I'm sitting here thinking that Nikon is still behind the times, but that great glass lasts around two decades,and that there's a body coming that I'll finally be 100 percent satisfied with.I'm also sitting here thinking that Nikon's lens offerings are just not where I want,price-wise for the features offered. I want full-time manual focus overide on my prime lenses,not these shitty old buttons and rings and switches on both the body and the lenses. I want AF-S focusing in prime lenses which cost $800 to $1400, like the 85 1.4,105 and 135 DC, and the 200 Micro.
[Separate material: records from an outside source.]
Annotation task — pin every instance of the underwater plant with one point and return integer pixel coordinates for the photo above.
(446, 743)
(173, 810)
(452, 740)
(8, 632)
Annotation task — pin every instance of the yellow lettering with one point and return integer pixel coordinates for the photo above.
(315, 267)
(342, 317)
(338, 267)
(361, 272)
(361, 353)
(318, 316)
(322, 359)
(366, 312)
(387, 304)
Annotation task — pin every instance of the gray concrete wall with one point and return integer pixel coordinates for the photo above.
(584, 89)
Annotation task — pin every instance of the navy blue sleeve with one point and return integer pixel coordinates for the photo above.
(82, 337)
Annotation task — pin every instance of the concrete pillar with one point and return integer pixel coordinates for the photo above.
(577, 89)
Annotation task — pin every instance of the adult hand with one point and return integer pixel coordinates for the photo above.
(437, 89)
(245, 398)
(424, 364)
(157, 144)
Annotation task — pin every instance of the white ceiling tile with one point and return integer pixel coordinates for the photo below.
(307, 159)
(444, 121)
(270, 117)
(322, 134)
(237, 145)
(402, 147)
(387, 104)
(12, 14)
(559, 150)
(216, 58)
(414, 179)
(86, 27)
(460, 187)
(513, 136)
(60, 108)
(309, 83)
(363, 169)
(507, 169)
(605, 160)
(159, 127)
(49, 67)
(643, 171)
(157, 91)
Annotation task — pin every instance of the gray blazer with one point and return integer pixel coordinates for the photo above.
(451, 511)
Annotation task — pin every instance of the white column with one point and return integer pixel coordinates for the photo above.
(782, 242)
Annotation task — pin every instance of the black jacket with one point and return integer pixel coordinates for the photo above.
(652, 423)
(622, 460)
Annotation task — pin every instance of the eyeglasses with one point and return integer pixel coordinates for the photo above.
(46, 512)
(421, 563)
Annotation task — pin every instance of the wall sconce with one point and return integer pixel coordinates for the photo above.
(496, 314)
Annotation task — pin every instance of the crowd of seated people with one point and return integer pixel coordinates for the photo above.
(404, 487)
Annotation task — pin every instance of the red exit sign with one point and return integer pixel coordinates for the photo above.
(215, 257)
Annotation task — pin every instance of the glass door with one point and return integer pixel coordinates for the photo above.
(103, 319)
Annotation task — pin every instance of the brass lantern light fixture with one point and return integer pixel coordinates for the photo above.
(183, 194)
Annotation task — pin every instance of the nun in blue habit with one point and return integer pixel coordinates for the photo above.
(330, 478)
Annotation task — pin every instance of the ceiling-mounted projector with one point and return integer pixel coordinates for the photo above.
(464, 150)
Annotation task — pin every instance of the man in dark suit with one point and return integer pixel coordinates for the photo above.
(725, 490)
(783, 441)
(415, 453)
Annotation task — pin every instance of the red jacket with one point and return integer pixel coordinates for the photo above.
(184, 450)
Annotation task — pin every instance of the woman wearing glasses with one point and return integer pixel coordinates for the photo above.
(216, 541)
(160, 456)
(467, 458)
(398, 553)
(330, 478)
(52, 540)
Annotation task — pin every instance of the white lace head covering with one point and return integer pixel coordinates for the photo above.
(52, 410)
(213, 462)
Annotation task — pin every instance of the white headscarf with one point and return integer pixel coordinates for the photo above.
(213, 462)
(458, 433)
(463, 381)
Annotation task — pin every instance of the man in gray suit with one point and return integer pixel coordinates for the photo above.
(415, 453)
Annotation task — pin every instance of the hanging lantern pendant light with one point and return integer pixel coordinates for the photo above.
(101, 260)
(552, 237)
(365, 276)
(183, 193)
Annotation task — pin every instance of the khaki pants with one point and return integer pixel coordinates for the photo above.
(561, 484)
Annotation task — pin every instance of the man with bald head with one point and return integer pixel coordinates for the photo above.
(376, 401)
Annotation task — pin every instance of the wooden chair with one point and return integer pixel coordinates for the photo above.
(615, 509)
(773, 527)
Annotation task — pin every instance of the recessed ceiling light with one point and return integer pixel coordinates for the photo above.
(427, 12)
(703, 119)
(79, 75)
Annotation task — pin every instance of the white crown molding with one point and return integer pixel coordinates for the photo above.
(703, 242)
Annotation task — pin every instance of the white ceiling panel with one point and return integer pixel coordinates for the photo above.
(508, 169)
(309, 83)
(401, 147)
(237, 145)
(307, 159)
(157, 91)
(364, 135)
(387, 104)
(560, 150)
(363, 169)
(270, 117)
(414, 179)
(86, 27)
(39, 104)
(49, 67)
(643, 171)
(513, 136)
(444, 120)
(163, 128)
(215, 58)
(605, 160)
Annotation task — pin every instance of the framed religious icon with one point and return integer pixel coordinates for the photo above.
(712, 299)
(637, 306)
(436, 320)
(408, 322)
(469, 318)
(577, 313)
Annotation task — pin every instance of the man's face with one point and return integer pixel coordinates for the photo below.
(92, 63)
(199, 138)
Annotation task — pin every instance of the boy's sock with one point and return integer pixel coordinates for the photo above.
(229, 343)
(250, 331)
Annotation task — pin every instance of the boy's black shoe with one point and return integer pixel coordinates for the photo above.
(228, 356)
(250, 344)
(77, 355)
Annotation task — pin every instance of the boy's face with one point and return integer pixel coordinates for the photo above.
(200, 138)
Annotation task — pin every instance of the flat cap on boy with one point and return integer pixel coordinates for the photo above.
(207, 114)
I want VR in more lenses, not in only the 300/2.8,200/2, the 70-200 VR and then the ridiculously expensive, niche-market 200-400mm f/4 zoom. I do not begrudge owners of the $5,000 200-400, but the focal length range,size and weight, and the unsuitability of the focal length range for sports/action with 1.5x cameras really torques me off.I feel that Nikon has been exceedingly remiss in not having developed and marketed a 50-250mm, FAST lens, for sports/action use on DX sensor Nikons. Nikon has sorely neglected the telephoto and tele-zoom lens line since well,well before the Advertisng Department at Nikon coined the term DX for their sensor offerings. Nikon needs to move its VR capability down into the rest of the lens line, to address the missing lenses,and to update almost ALL of its prime lenses from 50mm to 400mm in length. Nikon needs to move VR technology and AF-S focusing down into the workaday,normal lenses, like 50mm lenses, and 85mm lenses, as well as the 105-135-180 trio.